L'âme se nourrira de souffles et d'accords!…

En attendant, cherchez la pâture du corps!

(Les disciples se dirigent les uns vers la ville, les autres vers les champs. Jésus reste seul.)

Je suis las!… Il le faut!… Il faut, sans fin, que j'aille,

Et que soit, pour mes mains, griffante la broussaille,

Et, pour mes pieds, que les cailloux soient aiguisés!…

Mais le salut jaillit de mes membres brisés

Comme le vin des grains écrasés de la vigne,

Et cette lassitude heureuse, elle est le signe

Qu'ici va s'accomplir quelque chose de bon:

Car toujours, ô mon Dieu, de ton fils vagabond

Chaque fatigue aura quelque suite divine,

Et je sens, puisqu'ainsi je souffre, je devine,

Puisque d'épuisement je suis presque mourant,

Que quelque chose ici va s'accomplir de grand!…

Les rayons tombent droit; voici la sixième heure.

—Un chant de flûte vient dans le vent qui m'effleure.

—Une femme… Elle sort de Sichem… D'un pas lent,

Elle vient. Elle vient au puits. L'air est brûlant…

(Il s'est rassis au bord du puits.)

Même, elle est assez près déjà pour que je voie

Le triple collier d'or, la ceinture de soie,

Et les yeux abaissés sous le long voile ombreux…

Que de beauté mon Père a mis sur ces Hébreux!

—J'entends tinter les grands bracelets des chevilles.

Voici bien, ô Jacob, le geste dont tes filles

Savent, en avançant d'un pas jamais trop prompt,

Soutenir noblement l'amphore sur leur front.

Elles vont, avec un sourire taciturne,

Et leur forme s'ajoute à la forme de l'urne,

Et tout leur corps n'est plus qu'un vase svelte, auquel

Le bras levé dessine une anse sur le ciel!…

(A ce moment la Samaritaine paraît en haut du sentier.)

Immortelle splendeur de cette grâce agreste!

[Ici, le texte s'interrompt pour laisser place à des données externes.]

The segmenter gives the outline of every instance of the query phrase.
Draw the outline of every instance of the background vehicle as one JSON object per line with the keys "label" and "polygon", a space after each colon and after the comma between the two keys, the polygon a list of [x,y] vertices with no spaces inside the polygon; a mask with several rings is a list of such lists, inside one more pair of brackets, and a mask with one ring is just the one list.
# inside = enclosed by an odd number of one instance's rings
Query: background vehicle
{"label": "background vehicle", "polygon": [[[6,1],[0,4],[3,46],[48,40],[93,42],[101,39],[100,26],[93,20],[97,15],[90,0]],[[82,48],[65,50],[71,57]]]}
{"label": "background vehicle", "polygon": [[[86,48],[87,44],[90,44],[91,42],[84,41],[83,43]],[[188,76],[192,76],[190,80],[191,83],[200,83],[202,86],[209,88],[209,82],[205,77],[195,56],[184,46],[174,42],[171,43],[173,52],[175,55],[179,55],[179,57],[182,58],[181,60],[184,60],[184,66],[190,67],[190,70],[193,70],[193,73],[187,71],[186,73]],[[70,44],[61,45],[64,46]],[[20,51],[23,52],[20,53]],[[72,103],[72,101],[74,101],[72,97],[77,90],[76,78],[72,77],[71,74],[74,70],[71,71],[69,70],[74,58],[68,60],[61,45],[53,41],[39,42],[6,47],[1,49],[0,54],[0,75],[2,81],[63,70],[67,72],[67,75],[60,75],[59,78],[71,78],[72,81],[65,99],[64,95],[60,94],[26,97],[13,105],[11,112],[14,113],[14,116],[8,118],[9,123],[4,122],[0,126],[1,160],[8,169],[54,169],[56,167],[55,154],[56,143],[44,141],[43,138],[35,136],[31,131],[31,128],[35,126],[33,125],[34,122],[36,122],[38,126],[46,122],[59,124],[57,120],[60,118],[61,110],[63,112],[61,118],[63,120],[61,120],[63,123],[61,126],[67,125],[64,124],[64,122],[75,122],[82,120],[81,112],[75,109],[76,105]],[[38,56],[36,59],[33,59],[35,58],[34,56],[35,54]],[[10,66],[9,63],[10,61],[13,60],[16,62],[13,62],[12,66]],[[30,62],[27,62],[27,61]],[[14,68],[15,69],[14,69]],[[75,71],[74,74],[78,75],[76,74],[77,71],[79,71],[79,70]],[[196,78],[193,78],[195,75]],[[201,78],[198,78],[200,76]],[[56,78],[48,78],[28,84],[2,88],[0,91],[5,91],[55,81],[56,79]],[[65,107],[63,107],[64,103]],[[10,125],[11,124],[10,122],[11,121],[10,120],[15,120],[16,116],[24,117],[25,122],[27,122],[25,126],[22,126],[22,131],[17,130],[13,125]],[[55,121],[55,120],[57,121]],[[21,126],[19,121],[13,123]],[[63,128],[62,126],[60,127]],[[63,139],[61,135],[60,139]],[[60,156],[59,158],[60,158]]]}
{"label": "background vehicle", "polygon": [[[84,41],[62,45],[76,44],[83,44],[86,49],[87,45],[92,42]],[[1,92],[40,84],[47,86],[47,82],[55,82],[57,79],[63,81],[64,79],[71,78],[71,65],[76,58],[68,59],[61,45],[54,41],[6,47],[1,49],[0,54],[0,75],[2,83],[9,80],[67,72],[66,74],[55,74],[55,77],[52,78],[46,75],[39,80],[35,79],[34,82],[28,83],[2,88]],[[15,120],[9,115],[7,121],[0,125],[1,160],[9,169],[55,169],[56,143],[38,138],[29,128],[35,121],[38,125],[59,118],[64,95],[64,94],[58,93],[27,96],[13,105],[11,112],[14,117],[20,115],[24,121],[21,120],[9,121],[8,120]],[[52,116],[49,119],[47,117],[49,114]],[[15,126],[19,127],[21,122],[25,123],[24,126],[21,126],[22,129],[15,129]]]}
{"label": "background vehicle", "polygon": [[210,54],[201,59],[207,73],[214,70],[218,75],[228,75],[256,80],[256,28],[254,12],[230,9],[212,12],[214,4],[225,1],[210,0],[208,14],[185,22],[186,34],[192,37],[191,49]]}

Je ne peux me lasser de l'admirer, ce geste

Solennel et charmant des femmes de chez nous,

Devant lequel je me mettrais presque à genoux

En pensant que c'est avec ce geste, le même,

Que jeune, obscure et douce, ignorant que Dieu l'aime,

Et n'ayant pas reçu dans un grand trouble encor

La Salutation de l'ange aux ailes d'or,

Ma mère allait porter sa cruche à la fontaine.

Elle a beaucoup péché, cette Samaritaine

Mais l'urne, dont a fui le divin contenu,

Se reconnaît divine à l'anse du bras nu!…

—Elle chante en rêvant à des amours indignes.